Il y aura des chansons, des slogans, des drapeaux. Des ovations debout pour saluer la grandeur nationale et l'exceptionnalisme québécois. Des hourras pour les discours enflammés annonçant un grand soir et des lendemains qui chantent... Depuis des décennies, notre Fête nationale est coulée dans ce moule. Alors, sacrifions de bon coeur à la tradition, à la réjouissance et à l'illusion.

Une fois dégrisés, nous reviendrons à la réalité: le Québec ne se porte pas bien.

On pense tout de suite à la corruption, le mal des élites. La mairie de deux de nos trois plus grandes villes a été vidée par la police. Le prestige de la haute fonction publique, de l'ingénierie civile, du grand entreprenariat, est lourdement entaché. Et ce n'est pas fini: la commission Charbonneau n'est qu'ajournée et les enquêteurs enquêtent toujours.

Pourtant, la corruption en elle-même n'est pas la maladie. Elle en est le symptôme.

Car il y a longtemps que cette société actuellement étêtée par le crime (allégué) vit sans leadership. Qui a été notre dernier grand premier ministre? Le dernier grand maire de Montréal? Notre dernier grand bâtisseur? ... Longtemps aussi qu'elle vit dans le «chacun pour soi» transposé en réflexe corporatiste et costumé en revendication sociale. S'il est une chose que les plus jeunes ont apprise sans effort des plus vieux, c'est celle-là!

Pendant ce temps, le Québec a désappris à faire quoi que ce soit.

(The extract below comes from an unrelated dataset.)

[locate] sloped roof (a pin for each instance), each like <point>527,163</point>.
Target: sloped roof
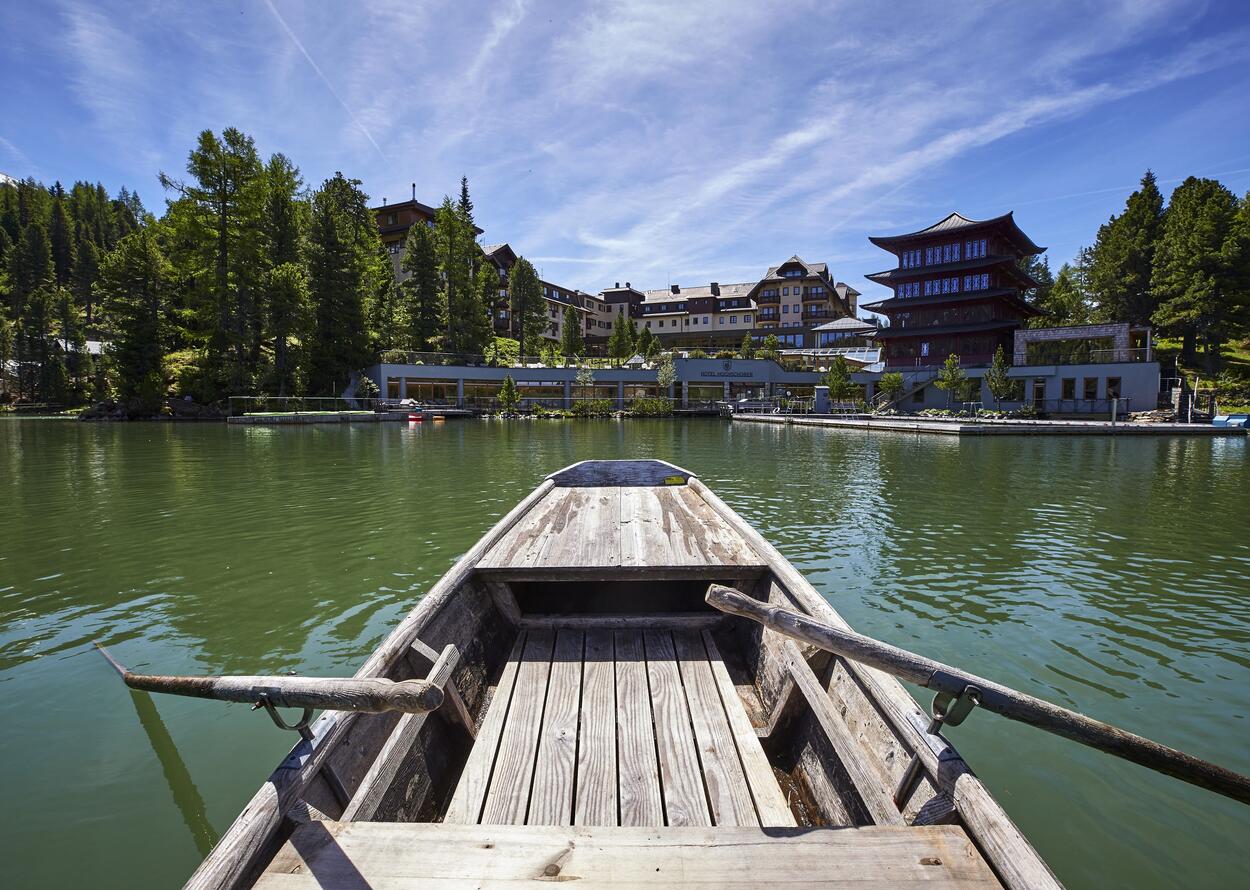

Depuis que nous avons diagnostiqué dans cette colonne le cancer de l'immobilisme, en 2004, à combien de projets avons-nous dit non? Pourquoi? Essentiellement à cause de la peur. Le Québécois, cet ex-coureur des bois, a aujourd'hui peur de son ombre. Peur de la nature et de la technologie, du Capital et de l'État, de démanteler et de construire, des fantômes du passé et des incertitudes de l'avenir. Peur de vivre, mais aussi de mourir, en somme!

Alors, faute de faire, le Québécois cause. Beaucoup. Il twitte et facebooke compulsivement. Mais avec de moins en moins de raison, d'élévation, de grâce et de respect. Des splendeurs intellectuelles et discursives qui ont fait depuis des siècles la grandeur de la mère-patrie (Ah, nos racines! Ah, la France!), il n'en retient plus qu'une:

«Casse-toi, pauv' con!»

***

On chante toujours du Félix à la Fête nationale. C'est notre plus grand. Chacun trouve dans son oeuvre de quoi se nourrir - et un univers de beauté. Leclerc dit dans L'An 1, une lettre au fils, une allégorie sur le Québec:

«Je le vois puissant, calme, raisonnable et surtout poli/Car moi, la politesse surtout dans la chicane m'a toujours étonné». Et ensuite: «Il lui reste à étudier, comparer, discuter les pensées dans les livres.../À ne rien accepter de facile, de gratuit». Et encore: «Il exigera juste salaire, la tête haute, mais ne détruira rien. Vandales et braconniers sont des profanateurs».

Et enfin:

«Que la peur de vivre soit rayée à jamais».